Il ne faut point s'en rapporter aux
appréciations si peu bienveillantes de Brantôme; car François de Bourdeille fut
loin de ressembler au double portrait que nous en a laissé le pseudo-abbé. Les
huguenots qui occupaient Périgueux à son arrivée rendirent son épiscopat bien
difficile ; mais il sut se faire admirer par sa sagesse, sa piété et ses
grandes vertus, marchant toujours sur les traces de son grand oncle, le saint
cardinal Hélie de Bourdeille, auquel Brantôme, qui faisait peu de cas des
autres branches de sa famille, reprochait aussi amèrement de n'avoir laissé aux
siens que son chapeau. On peut dire des deux prélats qu'ils furent l'un et
l'autre, à un siècle d'intervalle, les restaurateurs de la foi et du culte
catholique en Périgord, le premier après les guerres contre les Anglais, le
second après les guerres contre les protestants. Les diatribes de l'auteur des Dames galantes ne feront point tort à leur mémoire.
Ceux qui
étudient l'histoire ont pu remarquer l'abus que les bienfaiteurs ont souvent
fait des services qu'ils avaient rendus pour soumettre leurs obligés à des
exigences oppressives. La cession de l'évêché de Périgueux par le pape et le
roi aux Bourdeille, en récompense des services importants qu'ils avaient de
tout temps rendus à la religion et aux rois, en est un exemple. Il était
réservé à l'illustre François de la Béraudière, successeur immédiat de Jean
Martin, de faire cesser la tyrannie qui pesait si lourdement sur le siège de
St-Front. A sa sollicitation, Louis XIII reprit le droit de nomination à
l'évêché de Périgueux.

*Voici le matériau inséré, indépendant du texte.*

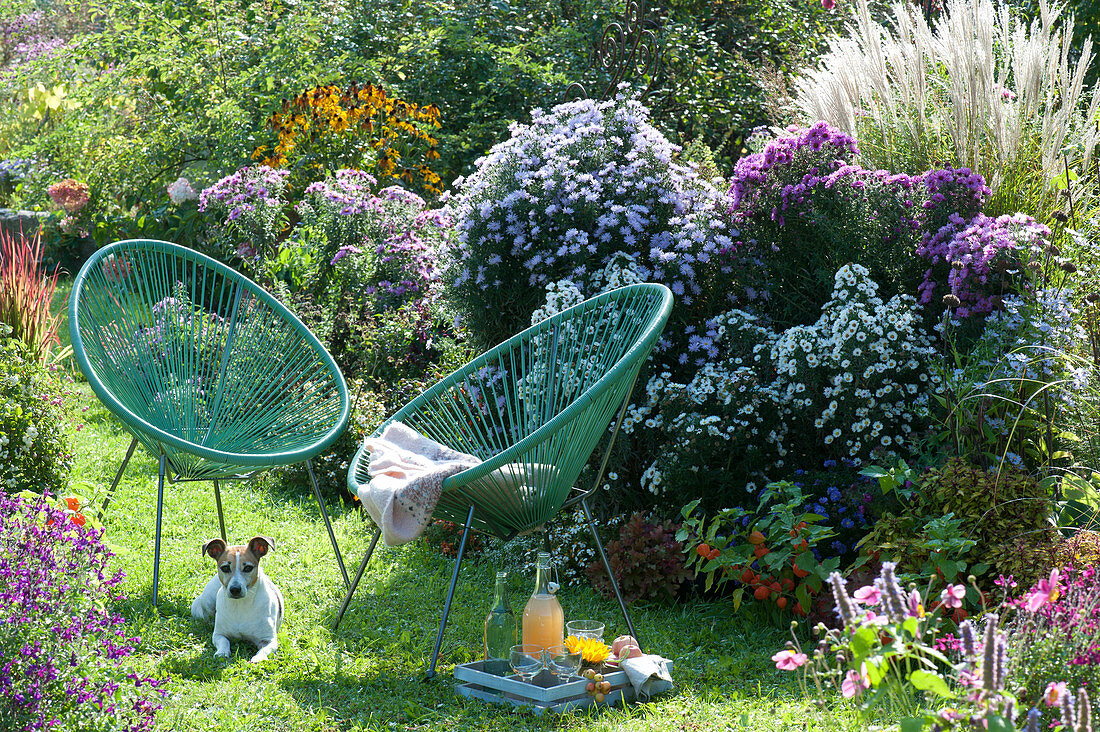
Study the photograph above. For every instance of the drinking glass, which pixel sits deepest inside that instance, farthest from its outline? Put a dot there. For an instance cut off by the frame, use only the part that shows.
(585, 629)
(526, 659)
(563, 663)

Peut-être Saint Vincent-de-Paul ne fut-il pas étranger à
ce résultat dont la religion n'eut qu'à s'applaudir.
Dujarric-Descombes.
(1)
Souvenirs
historiques de l’église collégiale de St-Front devenue église cathédrale en l’année 1669, page 17.
(2)
Périgueux, Cassard, 1881. page 34.
(3)
Bibliothèque Nationale : Mss. Fonds Périqord, volume XXXII, pages 157-8.
(4)
Le vicomte Henri de Bourdeille, son neveu.